Benjamin Netanyahu announces ceasefire in Lebanon

Benjamin Netanyahu announces ceasefire in Lebanon
Benjamin Netanyahu announces ceasefire in Lebanon

A truce in Lebanon will allow Israel to “focus on the Iranian threat,” Benjamin Netanyahu said.

AFP

Israeli Prime Minister Benjamin Netanyahu announced Tuesday that his security cabinet would adopt “in the evening” a ceasefire in the war with Lebanese Hezbollah, which should end more than a year of hostilities cross-border and two months of open war in Lebanon.

The United States, the European Union, the United Nations and the G7 have all pushed for a cessation of hostilities between Israel and the powerful Lebanese outfit armed and supported by Iran.

The Israeli security cabinet will adopt a ceasefire in Lebanon “this evening,” Mr. Netanyahu announced. He warned, however, that his country “will respond” if Hezbollah violates the truce and will maintain “total” freedom of action in Lebanon. A truce in Lebanon will allow Israel to “focus on the Iranian threat,” he said. He added that “the duration of the ceasefire depends on what happens in Lebanon” and that in Gaza, where there is still no ceasefire, Israel’s pressure on Hamas “will intensify”.

He was speaking at the end of a day marked by the most violent Israeli raids on Beirut, since Israel launched a massive bombing campaign on September 23 targeting pro-Iranian Hezbollah in the neighboring country, then began there on September 30 ground operations in the south.

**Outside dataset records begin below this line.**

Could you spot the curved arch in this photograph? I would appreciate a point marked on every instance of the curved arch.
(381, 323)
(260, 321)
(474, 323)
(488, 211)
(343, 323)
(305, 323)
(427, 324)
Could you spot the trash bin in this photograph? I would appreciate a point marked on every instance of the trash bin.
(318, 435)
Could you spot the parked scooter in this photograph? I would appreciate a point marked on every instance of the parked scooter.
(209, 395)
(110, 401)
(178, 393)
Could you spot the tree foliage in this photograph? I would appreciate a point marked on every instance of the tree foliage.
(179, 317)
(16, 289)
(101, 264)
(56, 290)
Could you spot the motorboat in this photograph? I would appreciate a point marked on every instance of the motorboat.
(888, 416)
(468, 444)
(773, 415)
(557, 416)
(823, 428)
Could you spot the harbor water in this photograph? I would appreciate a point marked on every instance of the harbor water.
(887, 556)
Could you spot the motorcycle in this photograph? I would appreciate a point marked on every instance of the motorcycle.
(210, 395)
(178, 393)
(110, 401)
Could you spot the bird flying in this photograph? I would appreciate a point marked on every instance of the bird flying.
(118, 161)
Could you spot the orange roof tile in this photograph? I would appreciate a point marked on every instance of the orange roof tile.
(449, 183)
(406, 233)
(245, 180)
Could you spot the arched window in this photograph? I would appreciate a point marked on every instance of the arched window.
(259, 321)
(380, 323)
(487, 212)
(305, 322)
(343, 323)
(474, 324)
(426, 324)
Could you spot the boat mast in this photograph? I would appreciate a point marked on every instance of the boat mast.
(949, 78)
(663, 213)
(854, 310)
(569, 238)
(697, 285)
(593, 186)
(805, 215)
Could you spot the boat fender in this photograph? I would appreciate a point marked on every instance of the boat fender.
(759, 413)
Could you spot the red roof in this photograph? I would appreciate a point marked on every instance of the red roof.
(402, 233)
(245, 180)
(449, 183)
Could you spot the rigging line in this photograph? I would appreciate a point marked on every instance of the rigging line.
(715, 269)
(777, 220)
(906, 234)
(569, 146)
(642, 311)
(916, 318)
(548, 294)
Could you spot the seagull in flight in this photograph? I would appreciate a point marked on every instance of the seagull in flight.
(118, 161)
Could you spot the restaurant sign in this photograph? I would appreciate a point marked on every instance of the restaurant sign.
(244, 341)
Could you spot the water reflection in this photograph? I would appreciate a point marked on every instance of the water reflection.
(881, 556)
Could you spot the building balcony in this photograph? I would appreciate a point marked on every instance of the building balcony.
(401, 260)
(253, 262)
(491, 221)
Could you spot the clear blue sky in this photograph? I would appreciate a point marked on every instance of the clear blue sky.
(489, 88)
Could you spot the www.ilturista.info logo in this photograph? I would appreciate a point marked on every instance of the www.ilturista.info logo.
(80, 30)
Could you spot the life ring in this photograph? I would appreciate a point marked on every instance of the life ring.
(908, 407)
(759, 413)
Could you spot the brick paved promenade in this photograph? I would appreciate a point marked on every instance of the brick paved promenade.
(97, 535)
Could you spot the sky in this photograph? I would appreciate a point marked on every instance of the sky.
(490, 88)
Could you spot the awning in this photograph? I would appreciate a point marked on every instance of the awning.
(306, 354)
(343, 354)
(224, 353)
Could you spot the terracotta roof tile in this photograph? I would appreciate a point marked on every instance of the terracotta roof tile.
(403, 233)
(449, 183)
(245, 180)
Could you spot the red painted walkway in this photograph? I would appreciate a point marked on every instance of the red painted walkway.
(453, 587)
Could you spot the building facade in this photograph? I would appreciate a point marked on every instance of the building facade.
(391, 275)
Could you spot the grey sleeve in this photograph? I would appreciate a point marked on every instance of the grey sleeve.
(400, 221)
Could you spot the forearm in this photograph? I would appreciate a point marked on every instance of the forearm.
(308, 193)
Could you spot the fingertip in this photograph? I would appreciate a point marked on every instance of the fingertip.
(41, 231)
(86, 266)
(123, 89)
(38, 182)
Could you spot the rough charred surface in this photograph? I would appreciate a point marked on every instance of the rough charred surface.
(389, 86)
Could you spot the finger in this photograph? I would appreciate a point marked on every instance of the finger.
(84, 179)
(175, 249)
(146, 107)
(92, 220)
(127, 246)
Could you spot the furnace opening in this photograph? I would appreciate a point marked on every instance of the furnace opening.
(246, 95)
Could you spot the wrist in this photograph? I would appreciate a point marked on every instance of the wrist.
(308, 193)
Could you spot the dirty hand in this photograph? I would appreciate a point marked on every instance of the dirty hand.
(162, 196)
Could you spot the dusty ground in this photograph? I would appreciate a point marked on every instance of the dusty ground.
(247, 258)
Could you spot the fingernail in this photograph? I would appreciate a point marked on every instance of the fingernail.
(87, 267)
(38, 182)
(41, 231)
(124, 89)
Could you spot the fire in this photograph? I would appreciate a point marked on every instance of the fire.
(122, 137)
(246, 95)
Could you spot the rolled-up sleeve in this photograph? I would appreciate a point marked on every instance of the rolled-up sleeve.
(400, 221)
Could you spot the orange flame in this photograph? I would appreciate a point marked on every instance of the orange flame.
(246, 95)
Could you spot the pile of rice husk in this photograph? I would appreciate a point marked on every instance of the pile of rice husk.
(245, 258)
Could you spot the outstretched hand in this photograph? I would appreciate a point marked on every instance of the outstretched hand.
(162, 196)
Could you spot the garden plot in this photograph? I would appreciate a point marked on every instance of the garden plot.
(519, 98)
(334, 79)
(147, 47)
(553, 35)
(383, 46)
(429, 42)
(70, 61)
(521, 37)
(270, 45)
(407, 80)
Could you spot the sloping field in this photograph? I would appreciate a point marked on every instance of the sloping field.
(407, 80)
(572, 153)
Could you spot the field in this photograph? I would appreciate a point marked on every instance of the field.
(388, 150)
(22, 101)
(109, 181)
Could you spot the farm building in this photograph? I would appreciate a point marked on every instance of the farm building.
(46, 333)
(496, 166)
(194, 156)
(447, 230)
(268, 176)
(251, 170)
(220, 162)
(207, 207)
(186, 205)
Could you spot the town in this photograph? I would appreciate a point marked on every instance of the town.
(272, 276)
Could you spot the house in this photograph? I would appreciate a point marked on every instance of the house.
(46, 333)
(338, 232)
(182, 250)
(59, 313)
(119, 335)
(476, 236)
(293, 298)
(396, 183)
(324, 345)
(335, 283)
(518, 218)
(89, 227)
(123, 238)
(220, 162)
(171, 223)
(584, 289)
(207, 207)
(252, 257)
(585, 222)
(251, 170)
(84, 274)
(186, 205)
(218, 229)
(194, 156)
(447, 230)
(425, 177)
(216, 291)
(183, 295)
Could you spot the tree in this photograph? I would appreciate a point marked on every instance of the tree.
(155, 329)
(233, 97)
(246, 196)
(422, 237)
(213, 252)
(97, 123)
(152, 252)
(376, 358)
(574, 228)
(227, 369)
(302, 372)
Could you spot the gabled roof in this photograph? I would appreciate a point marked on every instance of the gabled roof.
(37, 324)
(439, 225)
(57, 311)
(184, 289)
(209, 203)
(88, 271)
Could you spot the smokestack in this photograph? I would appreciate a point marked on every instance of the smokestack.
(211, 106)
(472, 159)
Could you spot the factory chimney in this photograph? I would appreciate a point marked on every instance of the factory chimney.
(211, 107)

A ceasefire should also help put an end to the conflict in Gaza, American Secretary of State Blinken said before the announcement of the agreement.

The G7 foreign ministers called on Tuesday for an “immediate ceasefire”, while the head of diplomacy of the European Union, Josep Borrell, declared that the Israeli government had “no more excuses” for refusing it.

According to the American news site Axios, the agreement is based on an American project providing for a 60-day truce during which Hezbollah and the Israeli army would withdraw from southern Lebanon to allow the Lebanese army to deploy there.

It includes the establishment of an international committee to monitor its implementation, Axios added, specifying that the United States would have given assurances of its support for Israeli military action in the event of hostile acts by Hezbollah.

The international mediation was based on UN Security Council Resolution 1701, which ended the previous war between Israel and Hezbollah in 2006, and stipulates that only the Lebanese army and peacekeepers can be deployed to the southern border of Lebanon.

The Israeli army reported in the afternoon more than 20 projectiles fired from Lebanon against Israel. She also reported strikes in southern Lebanon and a ground operation in “the Litani River region”, to the north of which Israel says it wants to repel Hezbollah.

22 dead in Gaza

The Israeli army continues its strikes on the besieged Gaza Strip, where at least 22 people were killed on Tuesday, according to Civil Defense, including 11 in a school housing displaced people in the north.

At the start of winter, thousands of displaced people are trying, with paltry means, to protect themselves from the rain and the cold.

The winter is going to be “horrible”, warned Louise Wateridge, a spokesperson for the United Nations agency for Palestinian refugees (UNRWA), while Gazans “have not had the most basic things for 13 months : no food, no water, no shelter.